Samuel Brittan produced a chart recently in the Financial Times. Over the past fifty years, less-developed areas' life-expectancy has risen by over 20 years, adult literacy from 40 per cent to 70 per cent. For China, literacy is up by 34 percentage points, India 33, Sub-Saharan Africa 39, and North Africa 41. Life expectancy for China is up by over 27 years, India by over 21 years and Northern Africa by over 20 years.
What does this prove? Little, other than in general the past 50 years has seen the condition of our species progress at a pace unparalleled in history.
Can I be politically incorrect? Just because the great economic powers want something, that does not automatically make it wrong. The truth is a stubborn thing. The EU, US and Japan account for over sixty per cent of the world's imports. Some observers have suggested recession for all three. If that is true, it will be the first time all three have been in recession in twenty-five years. There is a slow down, how slow we have yet to experience. That cuts jobs and revenue everywhere. I am now reluctant to predict the economic future, because I have accurately predicted five of the last two recessions.
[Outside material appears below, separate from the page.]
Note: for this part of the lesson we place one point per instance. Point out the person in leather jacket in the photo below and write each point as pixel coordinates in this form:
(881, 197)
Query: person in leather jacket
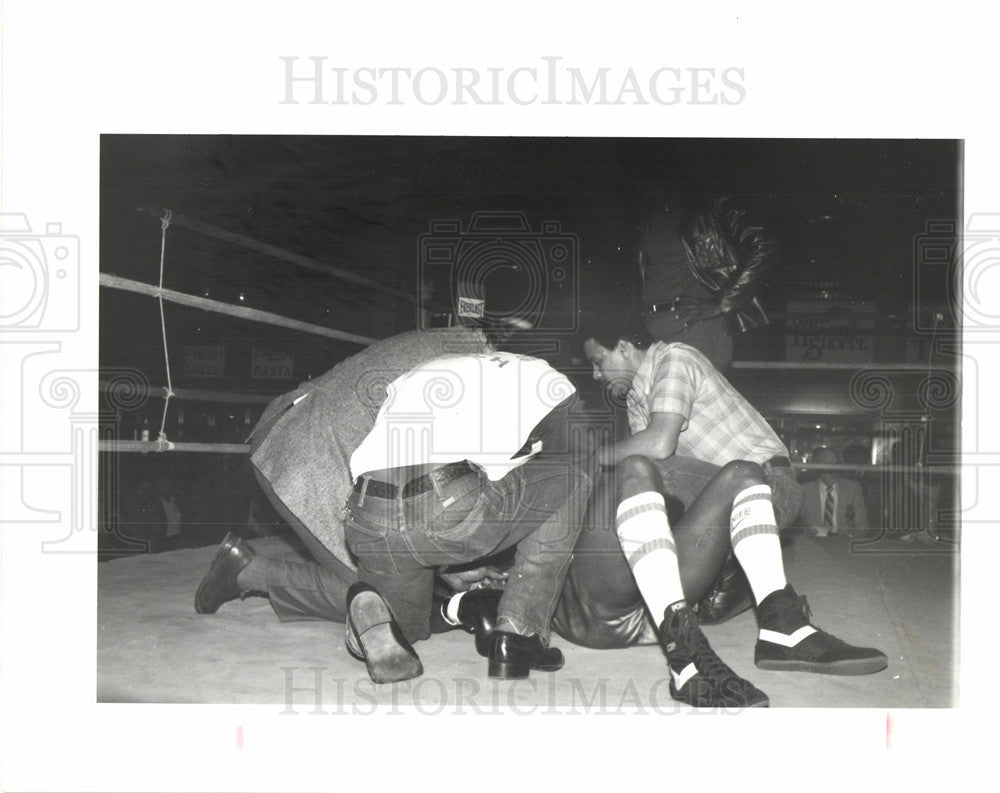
(701, 263)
A more open world has its dangers, but a closed world divided into tribal compartments has proved lethal in the past. The tribes of Europe are a good example. Where the tribes appreciate and respect each other's differences — culture, music, religion, food and commerce — we enjoy a united Europe. Human rights and living standards are high. A united Europe is a force for good. Where tribalism flourishes human progress and human dignity are imperilled. Compare the Baltic States and the state of the Balkans. Compare North Korea and South Korea. Night and day, open or closed. Before the Soviets moved in to the Baltic States, they had a living standard comparable with Denmark and now they are bouncing back; pre-war Czechoslovakia was comparable with France. Is France less French because she is in the EU? No. Does trade prevent development? Ask Korea, which had a lower living standard than many African States forty-five years ago. Korea now has a living standard closer to Portugal and look how Portugal has prospered since she opened up and joined the EU.
I know trade alone is not the answer, but it is part of the cocktail necessary for progress. Good governance, debt relief, infrastructure investment, education, sustainable development, health programmes, all have a role to play.
I welcome you all and what you have to offer. I look forward to solid debate and ideas that Ambassadors and Governments and our officials can pick up, so we can improve our performance and all do a better job.